Ahead of the Opera House’s 50th Anniversary in October, Broadsheet spoke to Mark Olive about the road to Midden and what he views as our national cuisine.
How did Midden come about?
Last year the Opera House came to me and asked if I’d like to be part of a group to get [former Opera House diner] Portside changed and showcase all of these Indigenous foods. So the Opera House took myself and Doltone House on, and it was just such a shock. Pretty quickly it was all systems go and now we’re right at the forefront of it.
Can you explain the significance of the restaurant’s name?
Thirty years ago, in the mid-’90s, I had a restaurant on Pitt Street called The Midden, which was way ahead of its time. After running that I ended up writing the [SBS TV series The Outback Cafe], which went ballistic for me. But The Midden, that’s where it all started.
So when the Opera House asked me to name the restaurant, it was a no-brainer. But not only that, Bennelong Point was originally called Tubowgule [“two-ba-gallee”] by the Gadigal people. When that whole area was dug out [to build the Opera House], there were shell middens all around there. So it has that significance. The Gadigal people used to eat and have a yarn all around that area.
Are you acting as more of a creative director or are you on the tools?
I’ll be on the tools every now and then. Not all the time because I do have a business on the South Coast and I’m involved in the community down there. But I’ll be up there a few days a week. People will get to see me, but I’m mainly the ambassador for the restaurant. [Executive chef Damien Worthington oversees the restaurant day-to-day.]
Tell us about the partnership with the Indigenous Culinary Institute.
After 40-plus years in this career, it’s time to step back and let the young ones come through. And hence this is going to be a place for Indigenous kids to get on the tools in an iconic building. Hooking up with the Indigenous Culinary Institute, I’m able to find young Indigenous talent and give them that training and the confidence to go through a place and feel really proud about it.

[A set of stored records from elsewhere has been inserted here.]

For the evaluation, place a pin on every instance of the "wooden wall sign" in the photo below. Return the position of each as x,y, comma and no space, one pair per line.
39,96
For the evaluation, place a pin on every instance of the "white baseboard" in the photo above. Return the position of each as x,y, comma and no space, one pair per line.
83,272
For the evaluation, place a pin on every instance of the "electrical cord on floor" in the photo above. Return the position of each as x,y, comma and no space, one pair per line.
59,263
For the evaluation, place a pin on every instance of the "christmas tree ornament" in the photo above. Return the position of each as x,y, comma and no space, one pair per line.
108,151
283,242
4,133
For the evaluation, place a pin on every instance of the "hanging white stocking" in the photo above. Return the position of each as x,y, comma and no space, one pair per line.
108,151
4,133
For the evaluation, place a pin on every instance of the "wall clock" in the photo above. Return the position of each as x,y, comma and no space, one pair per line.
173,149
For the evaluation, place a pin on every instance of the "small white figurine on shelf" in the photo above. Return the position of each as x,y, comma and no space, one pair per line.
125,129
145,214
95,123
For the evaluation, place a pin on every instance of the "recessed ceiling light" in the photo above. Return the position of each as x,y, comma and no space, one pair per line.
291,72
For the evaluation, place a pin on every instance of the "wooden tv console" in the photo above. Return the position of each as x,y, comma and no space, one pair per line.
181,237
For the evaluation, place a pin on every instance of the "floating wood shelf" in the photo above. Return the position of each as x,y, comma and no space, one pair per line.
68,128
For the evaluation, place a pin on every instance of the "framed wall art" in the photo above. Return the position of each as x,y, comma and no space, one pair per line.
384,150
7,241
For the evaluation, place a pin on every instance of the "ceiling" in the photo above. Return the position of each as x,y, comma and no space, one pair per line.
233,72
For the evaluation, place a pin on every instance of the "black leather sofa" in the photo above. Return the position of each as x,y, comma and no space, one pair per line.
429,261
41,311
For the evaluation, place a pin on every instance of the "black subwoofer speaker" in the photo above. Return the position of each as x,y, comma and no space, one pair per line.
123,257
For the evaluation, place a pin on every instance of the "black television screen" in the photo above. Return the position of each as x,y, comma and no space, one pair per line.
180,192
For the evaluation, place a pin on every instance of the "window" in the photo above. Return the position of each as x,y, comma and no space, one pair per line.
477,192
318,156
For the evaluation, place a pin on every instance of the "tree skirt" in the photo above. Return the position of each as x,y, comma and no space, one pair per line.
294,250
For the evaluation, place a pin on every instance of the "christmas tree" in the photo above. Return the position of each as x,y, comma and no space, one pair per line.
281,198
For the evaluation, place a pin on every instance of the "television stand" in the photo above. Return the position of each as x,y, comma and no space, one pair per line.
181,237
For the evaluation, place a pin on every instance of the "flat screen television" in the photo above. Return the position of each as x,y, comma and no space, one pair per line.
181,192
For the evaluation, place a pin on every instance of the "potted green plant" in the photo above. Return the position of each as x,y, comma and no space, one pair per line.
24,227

What dishes are you most excited about?
Of course, you put wallaby on the menu and people will freak out. But for me it’s got to be the wallaby shank. I also love the chicken stuffed with warrigal greens and pine nuts, which has this lovely jus with quandong sauce. My wattleseed pavlova has always been an icon. We’ll change it up seasonally, but this is just to give people an idea.
And it’s going to be a bit of a challenge for some, but you know what? We’ve embraced every cuisine in this country except our own. And this is going to give people the opportunity to try something uniquely Australian. This is our national cuisine and that’s how I see it.
Tell us about the produce you’re using.
There are farms all over the place, but a lot of corporates own them, because they’re putting these herbs and spices into face creams and shampoos. That’s shortened the supply for other commercial needs, but the chain is out there. I work with Indigenous and non-Indigenous suppliers including Indigo-Grow in La Perouse. They have a team of Indigenous horticulturalists doing some really good stuff. But the supply chain is limited and you have to source from all around the country.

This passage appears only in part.